No more open water races until October. It’s the off season now. It’s time to draw some conclusions and set new goals for the next year.
I have been swimming since last August, but I started training in September. I swam twelve events from early November 2016 to mid April 2017, all between 1.5km and 5km. At the beginning of the season I did most 2.5km, because I didn’t feel I was ready for doing longer distances yet, but starting from January I entered mostly 5 km. I finished overall first in three races (Albay OWS 2.5km, Mandurah Australia Day swim 4km and Albany harbour swim 4km), and second in two (Fremantle port swim thru 2.5km and Coogee Jetty to Jetty 1.5km), but I was often first in my age group and sometimes I got good placements in the open category of the OWS series. Not only I reached my goals, but some of my results have been beyond my expectations, especially in the second half of the season.
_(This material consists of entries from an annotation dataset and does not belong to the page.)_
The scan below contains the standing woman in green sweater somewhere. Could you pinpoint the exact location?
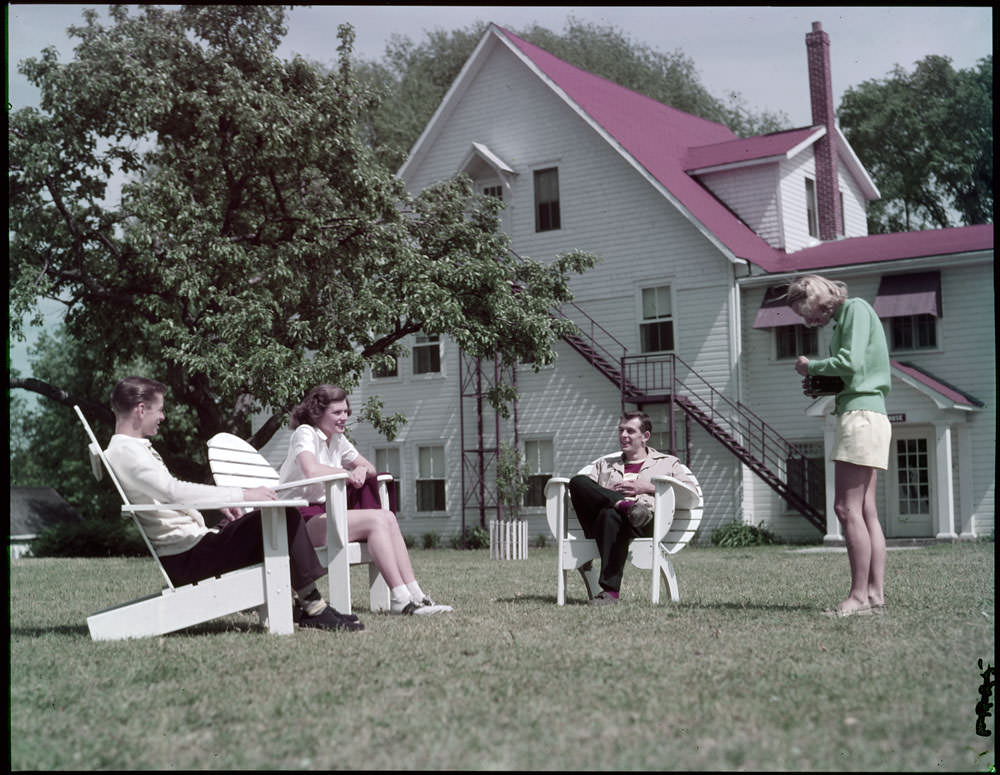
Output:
[787,275,892,616]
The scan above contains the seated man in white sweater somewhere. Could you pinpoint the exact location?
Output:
[105,377,364,630]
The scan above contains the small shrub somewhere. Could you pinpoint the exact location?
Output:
[712,521,778,547]
[31,519,149,557]
[420,533,441,549]
[449,526,490,549]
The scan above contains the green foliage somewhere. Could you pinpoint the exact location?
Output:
[496,444,528,519]
[837,55,993,233]
[8,5,595,456]
[711,521,778,547]
[31,517,149,557]
[420,533,441,549]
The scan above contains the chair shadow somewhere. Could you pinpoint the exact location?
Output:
[10,619,267,642]
[496,595,819,612]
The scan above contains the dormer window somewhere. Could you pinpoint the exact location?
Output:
[806,178,819,239]
[535,167,562,231]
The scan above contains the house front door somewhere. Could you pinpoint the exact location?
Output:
[886,428,936,538]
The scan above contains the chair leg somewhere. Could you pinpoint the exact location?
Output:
[577,560,601,600]
[326,549,351,614]
[368,562,390,612]
[656,555,681,603]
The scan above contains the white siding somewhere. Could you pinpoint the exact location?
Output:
[698,163,784,249]
[266,38,996,541]
[742,259,997,538]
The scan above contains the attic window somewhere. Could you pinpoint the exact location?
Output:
[535,167,562,231]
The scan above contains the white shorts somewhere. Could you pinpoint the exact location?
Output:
[831,409,892,471]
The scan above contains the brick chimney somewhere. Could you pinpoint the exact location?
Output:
[806,22,844,241]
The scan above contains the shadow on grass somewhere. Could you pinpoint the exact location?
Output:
[10,621,267,643]
[496,595,821,612]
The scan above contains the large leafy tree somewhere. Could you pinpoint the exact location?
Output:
[359,17,788,168]
[9,5,594,460]
[837,55,993,233]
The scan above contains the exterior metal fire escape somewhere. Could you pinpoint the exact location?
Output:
[558,304,826,532]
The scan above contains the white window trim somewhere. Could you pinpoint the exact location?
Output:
[634,279,681,355]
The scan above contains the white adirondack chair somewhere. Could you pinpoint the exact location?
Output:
[545,452,704,605]
[73,406,306,640]
[208,433,392,613]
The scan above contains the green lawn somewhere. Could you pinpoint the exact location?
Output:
[10,543,996,771]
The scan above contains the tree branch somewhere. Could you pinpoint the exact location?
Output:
[10,377,115,428]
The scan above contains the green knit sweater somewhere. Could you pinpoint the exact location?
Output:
[809,299,891,414]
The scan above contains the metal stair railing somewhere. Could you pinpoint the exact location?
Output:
[510,250,826,532]
[621,354,826,532]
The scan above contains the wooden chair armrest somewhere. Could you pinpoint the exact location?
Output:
[122,498,309,513]
[652,476,701,509]
[271,473,347,492]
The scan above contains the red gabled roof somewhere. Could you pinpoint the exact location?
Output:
[782,223,993,271]
[684,127,823,171]
[496,27,993,272]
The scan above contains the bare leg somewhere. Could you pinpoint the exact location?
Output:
[347,509,415,589]
[864,468,886,606]
[834,460,885,613]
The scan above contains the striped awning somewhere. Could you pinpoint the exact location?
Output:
[873,272,941,318]
[753,285,806,328]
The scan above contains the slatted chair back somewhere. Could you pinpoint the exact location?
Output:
[73,405,174,589]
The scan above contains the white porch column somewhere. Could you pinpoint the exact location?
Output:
[823,413,844,546]
[934,423,958,541]
[955,425,976,541]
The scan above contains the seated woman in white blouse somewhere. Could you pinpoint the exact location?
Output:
[280,385,452,615]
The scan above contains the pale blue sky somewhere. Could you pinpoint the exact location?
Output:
[7,4,993,378]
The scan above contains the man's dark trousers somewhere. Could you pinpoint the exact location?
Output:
[569,474,653,592]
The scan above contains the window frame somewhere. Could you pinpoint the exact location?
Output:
[637,281,677,355]
[771,323,819,361]
[883,312,941,353]
[413,442,448,515]
[805,175,819,239]
[532,165,562,234]
[410,333,444,377]
[781,439,826,516]
[521,436,556,509]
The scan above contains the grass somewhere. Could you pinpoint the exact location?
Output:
[10,543,995,771]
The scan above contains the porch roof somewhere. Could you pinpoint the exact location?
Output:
[889,360,985,411]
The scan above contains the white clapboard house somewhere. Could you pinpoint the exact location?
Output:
[265,23,996,542]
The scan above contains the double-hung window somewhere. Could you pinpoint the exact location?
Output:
[413,334,441,374]
[639,285,674,353]
[417,446,445,512]
[889,315,937,350]
[524,439,555,506]
[774,325,819,360]
[785,441,826,514]
[806,178,819,238]
[535,167,562,231]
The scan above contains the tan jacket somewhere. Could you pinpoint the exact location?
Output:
[589,447,697,509]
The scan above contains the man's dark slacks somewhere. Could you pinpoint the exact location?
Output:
[569,474,653,592]
[160,509,326,590]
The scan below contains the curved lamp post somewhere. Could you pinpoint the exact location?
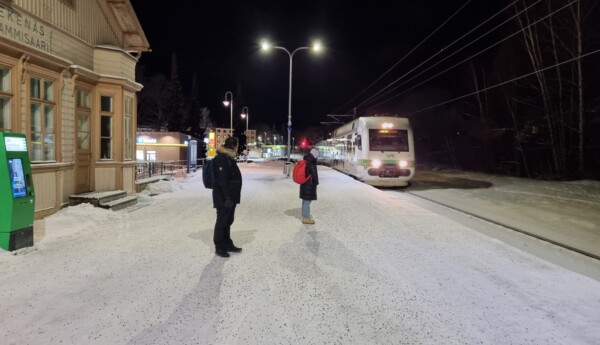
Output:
[241,107,250,148]
[241,107,250,137]
[261,40,323,171]
[223,91,233,137]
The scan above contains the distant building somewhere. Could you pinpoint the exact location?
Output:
[215,128,232,148]
[0,0,149,218]
[135,130,199,164]
[246,129,256,149]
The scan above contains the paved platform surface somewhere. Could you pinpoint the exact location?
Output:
[0,163,600,344]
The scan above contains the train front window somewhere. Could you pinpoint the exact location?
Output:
[369,129,409,152]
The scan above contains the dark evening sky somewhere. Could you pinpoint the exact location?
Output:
[131,0,510,129]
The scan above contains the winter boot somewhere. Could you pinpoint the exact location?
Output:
[302,217,315,224]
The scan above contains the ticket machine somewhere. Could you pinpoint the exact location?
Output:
[0,132,35,251]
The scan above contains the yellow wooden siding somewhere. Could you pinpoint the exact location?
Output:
[33,172,56,212]
[94,48,136,80]
[13,0,122,47]
[123,167,135,195]
[95,166,116,192]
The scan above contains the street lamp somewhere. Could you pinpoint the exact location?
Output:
[261,40,323,171]
[223,91,233,137]
[241,107,250,136]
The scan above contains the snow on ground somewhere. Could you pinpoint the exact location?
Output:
[407,171,600,257]
[0,162,600,344]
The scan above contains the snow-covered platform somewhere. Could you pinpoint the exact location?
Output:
[0,162,600,344]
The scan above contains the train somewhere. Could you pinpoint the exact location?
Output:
[316,116,415,187]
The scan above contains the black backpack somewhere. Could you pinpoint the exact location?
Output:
[202,158,215,189]
[202,157,231,189]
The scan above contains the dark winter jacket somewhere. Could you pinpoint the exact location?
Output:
[213,146,242,208]
[300,153,319,200]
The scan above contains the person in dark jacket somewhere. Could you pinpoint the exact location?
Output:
[212,137,242,258]
[300,148,319,224]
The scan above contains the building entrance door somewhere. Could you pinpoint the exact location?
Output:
[75,112,92,194]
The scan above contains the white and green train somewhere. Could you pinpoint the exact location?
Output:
[317,116,415,187]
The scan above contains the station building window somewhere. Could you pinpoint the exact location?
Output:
[123,97,134,160]
[100,96,113,159]
[75,90,91,150]
[0,66,13,131]
[29,77,56,162]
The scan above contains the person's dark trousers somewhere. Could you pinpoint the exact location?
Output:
[213,205,236,249]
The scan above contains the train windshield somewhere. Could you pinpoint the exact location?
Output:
[369,129,409,152]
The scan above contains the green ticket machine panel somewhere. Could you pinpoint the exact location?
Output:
[0,132,35,251]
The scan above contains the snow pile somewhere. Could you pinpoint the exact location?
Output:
[139,180,184,195]
[34,203,126,245]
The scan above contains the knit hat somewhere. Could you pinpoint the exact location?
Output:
[310,149,319,159]
[223,137,239,149]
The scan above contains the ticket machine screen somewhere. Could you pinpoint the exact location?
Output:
[8,158,27,199]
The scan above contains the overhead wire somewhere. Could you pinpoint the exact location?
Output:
[334,0,473,113]
[370,0,579,108]
[406,49,600,115]
[356,0,542,107]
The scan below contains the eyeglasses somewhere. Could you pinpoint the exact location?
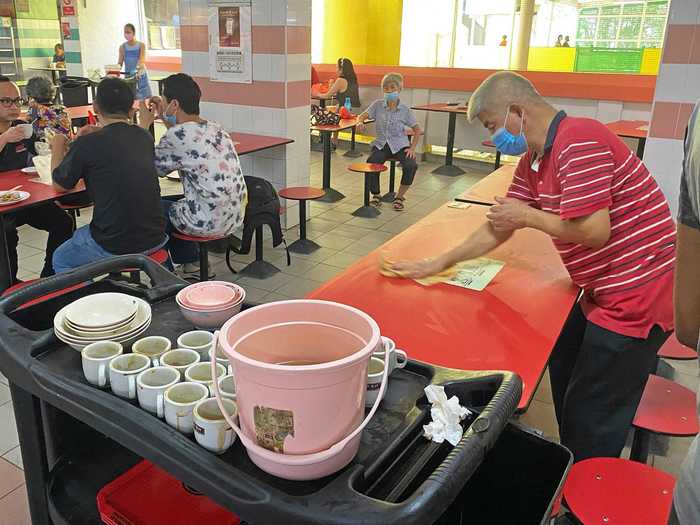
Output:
[0,97,27,108]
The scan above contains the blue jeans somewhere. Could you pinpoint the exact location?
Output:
[162,199,199,264]
[53,225,166,273]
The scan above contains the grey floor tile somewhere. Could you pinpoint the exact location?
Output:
[275,277,320,299]
[2,446,24,470]
[0,403,19,455]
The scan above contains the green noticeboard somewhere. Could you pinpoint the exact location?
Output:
[574,47,644,73]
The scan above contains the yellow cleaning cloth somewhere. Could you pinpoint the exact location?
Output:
[379,253,459,286]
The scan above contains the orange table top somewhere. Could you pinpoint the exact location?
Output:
[0,170,85,214]
[411,102,468,115]
[459,165,515,204]
[606,120,649,139]
[311,118,357,132]
[308,172,578,410]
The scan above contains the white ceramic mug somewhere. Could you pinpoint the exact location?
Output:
[17,124,34,139]
[109,354,151,399]
[219,374,236,401]
[177,330,214,361]
[372,336,408,374]
[365,357,386,407]
[185,361,226,396]
[192,398,238,454]
[136,366,180,417]
[131,335,173,366]
[80,341,124,388]
[209,347,233,374]
[164,383,209,435]
[160,348,202,381]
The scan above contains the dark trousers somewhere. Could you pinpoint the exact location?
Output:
[162,198,199,264]
[367,144,418,195]
[5,203,73,283]
[549,304,669,461]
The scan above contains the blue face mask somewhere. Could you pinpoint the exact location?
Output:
[384,91,399,104]
[491,106,527,156]
[163,103,177,126]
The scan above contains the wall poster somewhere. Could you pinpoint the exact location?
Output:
[208,0,253,84]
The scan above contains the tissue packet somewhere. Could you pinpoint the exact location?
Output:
[423,385,471,446]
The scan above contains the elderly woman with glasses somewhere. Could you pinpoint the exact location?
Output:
[27,77,71,139]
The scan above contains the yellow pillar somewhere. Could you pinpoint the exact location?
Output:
[512,0,535,71]
[322,0,403,66]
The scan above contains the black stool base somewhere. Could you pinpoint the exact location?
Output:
[379,191,396,202]
[352,206,382,219]
[239,261,280,279]
[430,164,465,177]
[316,188,345,202]
[343,149,362,159]
[289,239,320,255]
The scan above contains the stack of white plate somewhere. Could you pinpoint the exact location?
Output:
[53,293,151,351]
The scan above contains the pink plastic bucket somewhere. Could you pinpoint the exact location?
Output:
[216,300,388,480]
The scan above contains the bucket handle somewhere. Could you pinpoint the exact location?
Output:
[211,330,389,466]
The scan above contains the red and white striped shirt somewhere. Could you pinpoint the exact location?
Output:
[508,113,676,338]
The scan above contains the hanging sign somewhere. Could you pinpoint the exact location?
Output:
[208,0,253,84]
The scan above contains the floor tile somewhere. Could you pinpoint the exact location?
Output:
[0,485,32,525]
[275,277,320,299]
[0,458,24,498]
[0,403,19,456]
[3,447,24,469]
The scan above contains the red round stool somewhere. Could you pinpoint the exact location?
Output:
[630,374,700,463]
[564,458,676,525]
[2,279,87,308]
[278,186,326,255]
[481,140,501,170]
[172,232,228,281]
[348,162,386,219]
[657,333,698,361]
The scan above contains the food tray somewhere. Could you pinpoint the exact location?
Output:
[0,256,521,525]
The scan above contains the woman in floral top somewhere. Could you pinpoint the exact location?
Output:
[139,73,247,276]
[27,77,71,140]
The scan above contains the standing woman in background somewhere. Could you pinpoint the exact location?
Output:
[323,58,361,149]
[119,24,153,100]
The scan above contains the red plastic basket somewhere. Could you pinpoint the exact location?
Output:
[97,461,241,525]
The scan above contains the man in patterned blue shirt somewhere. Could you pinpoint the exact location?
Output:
[669,102,700,525]
[357,73,421,211]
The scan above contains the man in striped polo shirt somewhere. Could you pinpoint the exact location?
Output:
[395,71,676,461]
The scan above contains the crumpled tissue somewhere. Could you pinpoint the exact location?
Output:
[423,385,471,446]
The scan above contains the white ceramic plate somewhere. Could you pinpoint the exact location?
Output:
[53,298,151,343]
[0,190,31,206]
[65,292,139,330]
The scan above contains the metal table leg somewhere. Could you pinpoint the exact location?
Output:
[289,199,320,255]
[343,126,362,159]
[0,214,12,293]
[318,131,345,202]
[432,113,464,177]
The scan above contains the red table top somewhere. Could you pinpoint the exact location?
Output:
[277,186,326,201]
[411,102,467,115]
[0,170,85,214]
[231,132,294,155]
[459,165,515,204]
[308,175,578,409]
[606,120,649,139]
[311,118,357,132]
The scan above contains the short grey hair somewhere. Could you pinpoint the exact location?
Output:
[27,77,54,104]
[467,71,544,121]
[382,73,403,89]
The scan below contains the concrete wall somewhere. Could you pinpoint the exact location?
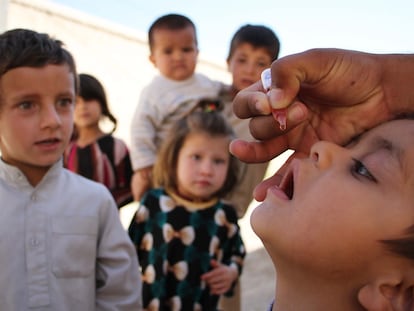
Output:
[4,0,230,144]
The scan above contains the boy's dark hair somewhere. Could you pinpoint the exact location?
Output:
[227,24,280,61]
[380,112,414,260]
[153,110,239,198]
[79,73,118,133]
[148,14,197,52]
[0,29,78,93]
My wife always says that if I enjoy racing, then I should go for it. An open water event can have a satisfying or a bad outcome, but you must enjoy it otherwise it makes no sense to jump into the ocean. At the begininng I signed up for masters swimming because I wanted to do pool events, however I entered my first open water meets becauase of the completely lack of masters pool events in the calendar during the summer season. At the beginning open water races were just a back up plan while waiting for the pool season, but now I can say that I enjoyed it so much that I want to turn open water swimming into my main focus. The reason is double. Firstly open water events offer me a new challenge every time, since open water is never the same. Secondly there is more competition. Competitive elites swimmers often enter ocean races and therefore it’s always a good opportunity for a reality check.
This blog too was borned out of a reality check. I was impressed at how hard it was to swim in the ocean. Swells and cold water (as well as the Cottesloe rif) at the beggining appeared huge obstacles, and during the first races I couldn’t even swim straight, I couldn’t spot the course buoys, I couldn’t pace my swim. It was obviously a lack of training, but also a lack of experience. I learned a little something every event. I learned how to start better, how to spot buoys, how not to fear a bit of cold water (if you feel cold, it means you are not swimming fast enough!). My results got better with training and races under the belt, and I dropped 15 minutes from my first to my last 5k.
I set two goals early last November. They were to win the masters open water state championships and the masters open water series in my age group. I won my age group at the State champs, but I also arrived second overall after having been training for just 3 months. I went then on winnig not only my age group, but the overall masters open water series at the end of the season. I think that I can say “mission completed”. However, after one season passed, now I admit that there is not much competition in the masters open water series, even less if you consider my age group, thus these where not actually unachievable or extremely difficult goals. It was just a matter of swimming one particular event (the masters champs) and entering as many races as possible to get points (the series leaderboard). But I set to reach them at the begininning of my training, when I still had not things in perspective and did not know which results I could really achieve. Speaking about results, I was more surprised to arrive among the first three in the open category in the 5 km of two events of the Swimming WA OWS.
Now it’s time to put more weights on the bar and go for another attempt. The next open water season starts in Spring and for the next months I will swim only in pool meets. From October I will probably enter some of the masters series events and some race organised by surf life saving clubs, but the main goals from this moment are to swim to Rottnest (19.7k) and get a position “as higher as possible” in the Swimming WA open water series leaderboard.